I went to see my niece and nephew in their end of term play this week. It was a modern-English version of A Midsummer Night’s Dream. I’ve had hard things to say about adaptations in the past, and the dumbing down of stories to make them suitable for readers who are too young. I stand by them, for books.
When it comes to plays though, I’m a convert. To see a school so joyfully engaged in a story is wonderful. The children didn’t just perform a series of scenes, they’d investigated it, finding out what a theatre would have looked like when the play was written, what sorts of costumes were worn, and checking out what the big words in the script meant and how to pronounce them.
Whoever reworked this play for the junior school did a lovely job (and no, the writer’s weren’t credited in the programme). It kept closely to the plot and therefore the spirit of the play, using several songs to condense the action and move the story on.
Despite nerves, the children clearly loving being on stage. They all seemed to glow with excitement.
All of the years were included in this cast, but the key roles are always offered to the oldest class. It’s a kind of leaving present for them, and most have been looking forward to taking part for a several years.
I’ve been to a few of these now, but usually they’ve been adaptations of musicals – songs and dance are, of course, an obligatory part of the end-of-year play. The youngest classes have chorus roles, and sit on mats at the sides of the stage; the middle classes make up the walk-on parts and boost the singing. They sit on chairs to the side of the stage, ready to provide crowd scenes.
What I liked about this production was that whoever cast it had thought carefully about matching the actor’s personalities to maximize the effects of the roles. Puck seemed naturally full of mischief, and the four romantic characters were nicely balanced.
Peter Quince, Snug, Snout and Bottom were played by girls. Snug was the timidest, most fragile-looking lion imaginable, and a hush needed to fall to hear her soft roar. While Flute was played by a sturdy boy, which meant that when the time came to play Pyramus and Thisbe we had the full comic effect.
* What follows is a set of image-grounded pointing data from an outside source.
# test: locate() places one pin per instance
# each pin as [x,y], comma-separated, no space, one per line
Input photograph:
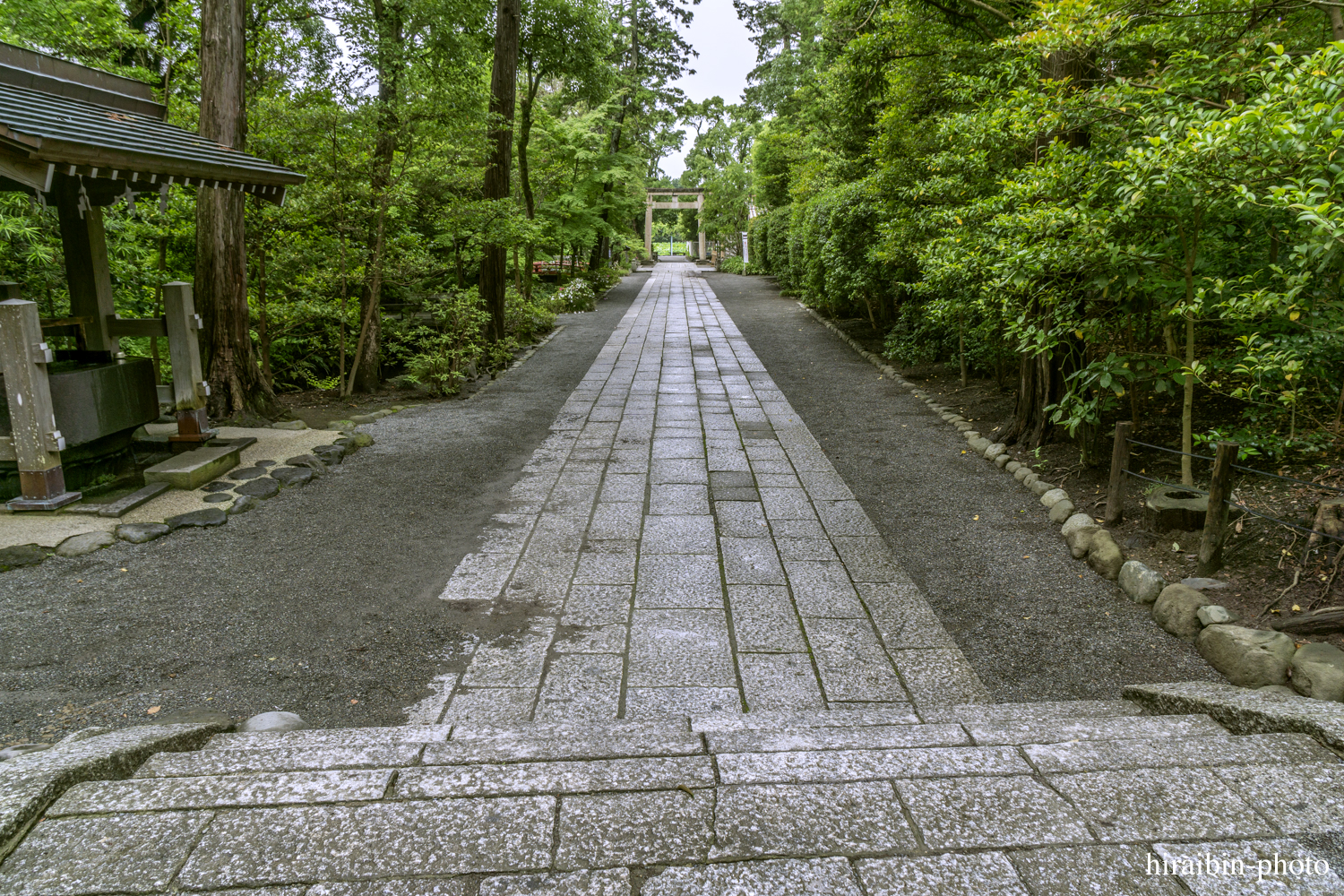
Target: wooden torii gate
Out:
[650,204]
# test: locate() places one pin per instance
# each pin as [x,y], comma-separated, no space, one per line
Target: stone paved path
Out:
[728,689]
[687,547]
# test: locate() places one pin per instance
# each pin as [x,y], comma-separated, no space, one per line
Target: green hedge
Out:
[823,250]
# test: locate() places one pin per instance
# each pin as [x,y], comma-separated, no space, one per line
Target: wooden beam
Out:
[137,327]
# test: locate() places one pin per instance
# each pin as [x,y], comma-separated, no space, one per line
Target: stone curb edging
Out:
[1177,608]
[30,783]
[1244,711]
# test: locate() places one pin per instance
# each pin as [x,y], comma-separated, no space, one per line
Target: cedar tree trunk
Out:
[499,166]
[220,287]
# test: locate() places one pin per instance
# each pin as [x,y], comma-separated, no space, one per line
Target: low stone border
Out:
[32,782]
[1242,711]
[1247,657]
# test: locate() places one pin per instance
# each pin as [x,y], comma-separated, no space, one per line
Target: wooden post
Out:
[188,387]
[1215,521]
[37,441]
[88,274]
[648,228]
[1118,463]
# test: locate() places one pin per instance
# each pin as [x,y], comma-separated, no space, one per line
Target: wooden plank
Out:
[137,327]
[129,503]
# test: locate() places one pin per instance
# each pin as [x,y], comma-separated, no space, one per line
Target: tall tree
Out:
[220,288]
[500,163]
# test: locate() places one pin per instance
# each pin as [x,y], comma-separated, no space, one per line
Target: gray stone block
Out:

Actually, when Thisbe strode on stage, still trying to straighten his large bubbling blonde wig and not managing to control his flowing blue cape, the audience pretty well collapsed in howls of laughter. The rest of the cast caught the infection, and for several minutes the story was delivered in giggles.
‘We couldn’t help it,’ Rose said later. ‘He’d never had that outfit in rehersals.’
Shakespeare, these children have been taught is fun. Later it might get serious, but for the moment, all of the school, including the infant classes, who had watched the dress rehearsal, have been involved in a live performance. They’ve also got to grips with the basic plot of a piece of classic literature. Live performance, they’ve learned, is magic.
Every so often, when I looked around that audience, I saw not just pride, but engagement.
The lights went down, the curtains opened, and it was not children we watched, it was actors, re-creating stories of other times and beliefs.